For Harry Cobden it was the moment a jockey dreads. The horse’s stride shortens and what was seemingly effortless seconds previously becomes laboured as the prize falls from reach with the rider left powerless.

Stamina is an intangible, unquantifiable quality that is tested to its limits in the Magners Cheltenham Gold Cup.

Pendil, Wayward Lad and One Man were the class acts of their respective eras who won the King George VI Chase at Kempton with a style that separates the very best from the rest. But the three miles, two-and-a-half furlongs of the Gold Cup, and especially the punishing final climb to the winning post, separated them from those who won both races.

Clan des Obeaux has already won two King Georges but could finish only fifth in last year’s Gold Cup.

“Native River and Might Bite didn’t do us any favours last year going that quick early on. It turned it into a stamina test and sucked a load of the class out of him,” Cobden recalled of the last half mile. “Coming down the hill I wasn’t sure how much I had. We by-passed the third-last [fence] and he lit up so I thought ‘we’re in business here’.

“He jumped two out well but just didn’t have the legs to get up the hill. You could feel him starting to curl up underneath you.”

Twelve months on Clan des Obeaux is an eight-year-old, arguably at his physical peak, and his trainer, Paul Nicholls, has taken a single-minded, single-race approach by not running the horse again since the King George.

The plan is to ride more of a waiting race in the Gold Cup which has shaped up to be a riddle wrapped in a mystery inside an enigma, with Cobden hoping patience and an absence of an obvious front runner could be key for him.
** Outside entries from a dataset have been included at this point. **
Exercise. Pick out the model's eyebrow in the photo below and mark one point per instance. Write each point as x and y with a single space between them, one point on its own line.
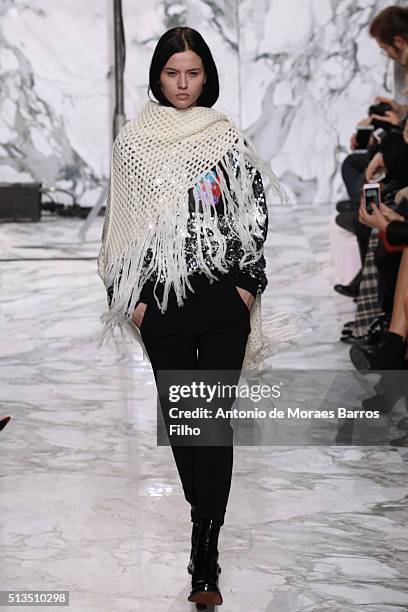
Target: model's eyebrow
175 70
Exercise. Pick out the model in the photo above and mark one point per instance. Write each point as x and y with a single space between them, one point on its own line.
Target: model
182 259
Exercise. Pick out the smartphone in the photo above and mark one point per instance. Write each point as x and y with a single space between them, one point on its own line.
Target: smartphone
363 136
372 194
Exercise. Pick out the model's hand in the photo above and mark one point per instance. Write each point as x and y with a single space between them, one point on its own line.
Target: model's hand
397 108
246 296
138 314
389 117
405 134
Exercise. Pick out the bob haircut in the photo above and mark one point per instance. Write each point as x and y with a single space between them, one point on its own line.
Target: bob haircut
177 40
391 22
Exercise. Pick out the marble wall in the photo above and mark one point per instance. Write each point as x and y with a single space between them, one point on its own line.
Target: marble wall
296 75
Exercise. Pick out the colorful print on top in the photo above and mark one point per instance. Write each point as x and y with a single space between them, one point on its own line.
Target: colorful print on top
202 189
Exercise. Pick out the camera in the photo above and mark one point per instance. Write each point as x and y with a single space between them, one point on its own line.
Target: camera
371 194
380 109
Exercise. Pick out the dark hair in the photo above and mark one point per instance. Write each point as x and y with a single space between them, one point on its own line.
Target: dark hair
392 21
177 40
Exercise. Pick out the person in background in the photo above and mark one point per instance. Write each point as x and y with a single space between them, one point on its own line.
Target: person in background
390 30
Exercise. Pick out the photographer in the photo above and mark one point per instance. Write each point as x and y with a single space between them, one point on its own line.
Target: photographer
390 353
388 151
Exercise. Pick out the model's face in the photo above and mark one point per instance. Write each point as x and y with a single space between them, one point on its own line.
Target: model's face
394 52
182 79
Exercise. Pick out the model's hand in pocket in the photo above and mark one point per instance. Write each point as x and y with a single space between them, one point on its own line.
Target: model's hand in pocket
138 314
246 296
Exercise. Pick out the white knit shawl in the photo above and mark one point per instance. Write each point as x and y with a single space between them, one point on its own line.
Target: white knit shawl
157 157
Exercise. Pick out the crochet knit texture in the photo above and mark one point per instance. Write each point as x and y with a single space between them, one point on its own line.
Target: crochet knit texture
157 157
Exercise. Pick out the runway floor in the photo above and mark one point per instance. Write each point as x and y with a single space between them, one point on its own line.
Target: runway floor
90 504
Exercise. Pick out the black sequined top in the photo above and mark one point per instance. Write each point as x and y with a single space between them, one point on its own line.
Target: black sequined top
252 277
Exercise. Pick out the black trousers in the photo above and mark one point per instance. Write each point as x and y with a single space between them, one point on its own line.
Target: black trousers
208 332
388 264
352 171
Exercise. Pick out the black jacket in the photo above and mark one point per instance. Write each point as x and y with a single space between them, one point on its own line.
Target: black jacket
397 233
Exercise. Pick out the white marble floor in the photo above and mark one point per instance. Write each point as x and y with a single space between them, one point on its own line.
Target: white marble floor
91 505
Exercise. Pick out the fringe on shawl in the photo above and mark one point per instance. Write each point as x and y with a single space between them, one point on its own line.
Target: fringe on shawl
127 274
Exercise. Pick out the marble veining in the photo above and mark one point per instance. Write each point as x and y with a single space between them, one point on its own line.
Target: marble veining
91 505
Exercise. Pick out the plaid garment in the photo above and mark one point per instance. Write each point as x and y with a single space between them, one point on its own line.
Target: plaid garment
368 307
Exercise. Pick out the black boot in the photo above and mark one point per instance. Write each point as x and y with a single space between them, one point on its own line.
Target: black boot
389 354
194 538
352 289
204 582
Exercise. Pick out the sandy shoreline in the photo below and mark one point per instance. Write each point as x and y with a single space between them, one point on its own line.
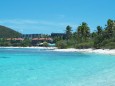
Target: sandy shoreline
98 51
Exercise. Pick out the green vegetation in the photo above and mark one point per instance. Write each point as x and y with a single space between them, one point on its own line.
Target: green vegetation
6 32
102 38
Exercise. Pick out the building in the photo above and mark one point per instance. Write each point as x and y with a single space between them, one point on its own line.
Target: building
63 35
36 41
31 35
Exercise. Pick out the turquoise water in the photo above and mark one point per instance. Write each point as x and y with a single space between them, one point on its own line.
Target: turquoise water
34 67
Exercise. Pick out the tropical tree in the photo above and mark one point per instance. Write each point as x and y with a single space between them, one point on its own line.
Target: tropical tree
68 32
99 30
83 32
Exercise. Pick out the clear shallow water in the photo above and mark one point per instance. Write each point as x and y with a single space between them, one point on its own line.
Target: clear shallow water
34 67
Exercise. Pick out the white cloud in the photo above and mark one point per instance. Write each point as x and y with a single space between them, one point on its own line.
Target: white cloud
29 26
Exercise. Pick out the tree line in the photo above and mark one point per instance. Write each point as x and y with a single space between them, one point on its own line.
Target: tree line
83 37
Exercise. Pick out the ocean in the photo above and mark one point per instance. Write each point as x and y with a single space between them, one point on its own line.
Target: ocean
38 67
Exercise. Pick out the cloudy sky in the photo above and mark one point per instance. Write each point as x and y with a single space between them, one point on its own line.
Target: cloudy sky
47 16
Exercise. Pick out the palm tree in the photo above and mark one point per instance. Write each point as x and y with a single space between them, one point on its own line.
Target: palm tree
83 31
68 32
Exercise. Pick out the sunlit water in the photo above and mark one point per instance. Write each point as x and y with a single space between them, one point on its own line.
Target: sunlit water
34 67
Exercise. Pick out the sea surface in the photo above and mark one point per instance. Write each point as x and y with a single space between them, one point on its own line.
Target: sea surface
35 67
“It’s a very open race and you can make a case for five or six horses,” Cobden said. “I’d say Bristol de Mai might bowl along and Kemboy might do as well, he made all round Aintree last year, and the others will be sat behind.

“Our horse looks stronger and better this year and I believe he does stay. I wouldn’t swap him for anything. I’m just going to be a little bit more conservative in how I ride him, not be quite so forward early on and I’m just hoping we don’t go so fast.”

The theory was that speed might not be one of Solo’s strengths. But he looked fast enough at Kempton last month and is a big player for the JCB Triumph Hurdle.

“I only sat on him one day before he ran at Kempton,” Cobden said. “I jumped 20 hurdles on him in Paul’s small school. I’d never ridden him on the gallops but Claude Charlet, the bloodstock agent, said he was one of the best he’s bought.”

Any suggestion that was a sales pitch were dispelled as Solo lived up to his name, pulling clear to win by 13 lengths.

“Kempton’s a bit of a speed track, different to what he’d done before in France,” Cobden said. “Paul said to me beforehand ‘he’s not the fastest in the world but he’s a galloper’. The plan was just to sit upsides in front and not turn it into a sprint. I was just impressed with the way he travelled and did it all so easily.

“The way he floated around there it was so effortless for him and he’s just bounded clear up the straight. He’s jumped great, travelled great, not keen and got a great mind on him. He’s just what you want in these young horses. It would be great if I could get a lead going to the last.”

Jumping the last clear of the rest of the field and galloping to the line. The moment a jockey dreams about.